Она наблюдала, как Скоугор вернулась к компьютеру, стала что-то печатать стоя, как делают крайне занятые люди.
– Вы уже подготовили заявление? – спросила она.
Продолжая печатать:
– Да. Мы больше не можем ждать.
– Но вам придется подождать.
Скоугор глянула на дверь позади себя, сказала медленно, будто говоря с умственно отсталым:
– Мы не можем.
Лунд пересекла помещение. По дороге оттолкнула Скоугор, когда та налетела на нее с криком, и открыла дверь.
Троэльс Хартманн выглядел удивленным, как и дама, сидящая рядом с ним.
Кирстен Эллер. Полноватая женщина с предвыборных плакатов. Сейчас она не улыбалась. Она не любила, когда ее отрывали от дел.
– Простите, – сказала Лунд политику в отглаженной синей рубашке, – но нам необходимо поговорить.
Минутой позже Кирстен Эллер оказалась у окна на диване, откуда она не могла слышать беседу.
Хартманн пытался объясниться:
– Если пресса подумает, будто я лгу…
– Это дело об убийстве. Вся информация конфиденциальна. Мы не можем упускать наши шансы…
– А как же мои шансы?
Он был необычным человеком: сполна одарен харизмой политика, окутан аурой беспечной искренности. И умудрился задать свой вопрос без видимого смущения.

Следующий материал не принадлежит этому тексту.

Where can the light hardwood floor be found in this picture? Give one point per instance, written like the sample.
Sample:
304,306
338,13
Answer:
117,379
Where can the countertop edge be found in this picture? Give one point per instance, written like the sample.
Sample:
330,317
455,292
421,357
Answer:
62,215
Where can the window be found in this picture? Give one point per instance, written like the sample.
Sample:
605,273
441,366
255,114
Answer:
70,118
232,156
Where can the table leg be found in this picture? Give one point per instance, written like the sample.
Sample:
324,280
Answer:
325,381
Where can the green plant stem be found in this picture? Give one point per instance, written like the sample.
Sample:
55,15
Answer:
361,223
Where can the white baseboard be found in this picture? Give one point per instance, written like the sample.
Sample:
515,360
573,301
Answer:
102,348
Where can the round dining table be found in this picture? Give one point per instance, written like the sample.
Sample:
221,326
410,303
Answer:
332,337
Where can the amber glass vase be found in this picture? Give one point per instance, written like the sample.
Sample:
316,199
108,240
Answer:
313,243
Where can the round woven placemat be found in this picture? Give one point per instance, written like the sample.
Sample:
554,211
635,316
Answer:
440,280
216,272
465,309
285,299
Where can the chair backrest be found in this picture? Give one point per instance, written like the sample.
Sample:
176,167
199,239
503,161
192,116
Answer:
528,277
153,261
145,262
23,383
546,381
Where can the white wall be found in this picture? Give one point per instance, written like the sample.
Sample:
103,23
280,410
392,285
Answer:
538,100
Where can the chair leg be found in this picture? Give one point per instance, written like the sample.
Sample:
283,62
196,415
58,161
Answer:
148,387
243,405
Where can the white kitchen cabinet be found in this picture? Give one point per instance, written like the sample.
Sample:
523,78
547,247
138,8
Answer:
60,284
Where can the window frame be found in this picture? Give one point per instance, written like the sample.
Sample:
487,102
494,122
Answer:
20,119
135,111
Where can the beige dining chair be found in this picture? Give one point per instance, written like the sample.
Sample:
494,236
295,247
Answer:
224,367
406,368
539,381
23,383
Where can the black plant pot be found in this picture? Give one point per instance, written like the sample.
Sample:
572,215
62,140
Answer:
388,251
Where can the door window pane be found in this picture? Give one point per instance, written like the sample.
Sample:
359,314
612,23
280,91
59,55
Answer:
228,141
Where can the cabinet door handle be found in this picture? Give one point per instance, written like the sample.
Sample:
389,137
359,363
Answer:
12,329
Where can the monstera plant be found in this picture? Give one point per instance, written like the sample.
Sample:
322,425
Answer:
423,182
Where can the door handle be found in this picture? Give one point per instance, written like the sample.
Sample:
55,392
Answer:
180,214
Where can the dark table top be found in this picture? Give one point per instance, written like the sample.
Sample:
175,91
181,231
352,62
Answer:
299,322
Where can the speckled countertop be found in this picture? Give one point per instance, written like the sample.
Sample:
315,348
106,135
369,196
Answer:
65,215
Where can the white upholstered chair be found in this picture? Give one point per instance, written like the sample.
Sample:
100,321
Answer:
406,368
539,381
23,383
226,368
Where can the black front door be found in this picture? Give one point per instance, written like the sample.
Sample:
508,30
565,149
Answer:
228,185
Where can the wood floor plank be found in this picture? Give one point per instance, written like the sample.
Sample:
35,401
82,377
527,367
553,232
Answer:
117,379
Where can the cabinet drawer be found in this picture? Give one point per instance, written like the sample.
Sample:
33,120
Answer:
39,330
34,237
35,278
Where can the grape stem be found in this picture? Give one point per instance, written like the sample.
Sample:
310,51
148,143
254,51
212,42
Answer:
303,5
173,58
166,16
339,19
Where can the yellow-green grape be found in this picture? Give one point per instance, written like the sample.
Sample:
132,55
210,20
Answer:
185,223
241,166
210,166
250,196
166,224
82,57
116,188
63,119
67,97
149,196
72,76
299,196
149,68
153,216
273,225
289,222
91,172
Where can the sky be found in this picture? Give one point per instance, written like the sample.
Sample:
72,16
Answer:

Ожил ее мобильник, она выхватила его из сумки, вздохнула, увидев номер, но тем не менее ответила:
– Бенгт? Давай я тебе перезвоню.
Звуки молотка на заднем фоне.
– Я дома. Пришли плотники. Какое дерево ты бы хотела для сауны?
Лунд нахмурилась. Хартманн пока терпеливо ждал.
– А какое дерево обычно используют в саунах?
– Сосну.
– Прекрасно, сосна подходит.
– Но это зависит от…
– Не сейчас. Я перезвоню тебе.
Отбой.
Хартманн уже направлялся к женщине, сидящей на диване в его кабинете.
Лунд поймала его за локоть, посмотрела прямо в глаза. Было в них что-то…
– Мы поймаем его очень скоро. Пожалуйста, не мешайте нам.
– Как скоро? Сегодня?
– Надеюсь.
Хартманн медлил. Наконец сдался:
– Ладно. Я подожду. Но только один день.
– Спасибо, – сказала она.
– Полярная сосна.
Лунд остановилась.
– Полярная сосна. Она лучше подходит для сауны, чем обыкновенная. Меньше смолы.
– Вот как.
В двери возник Майер, пора было уходить.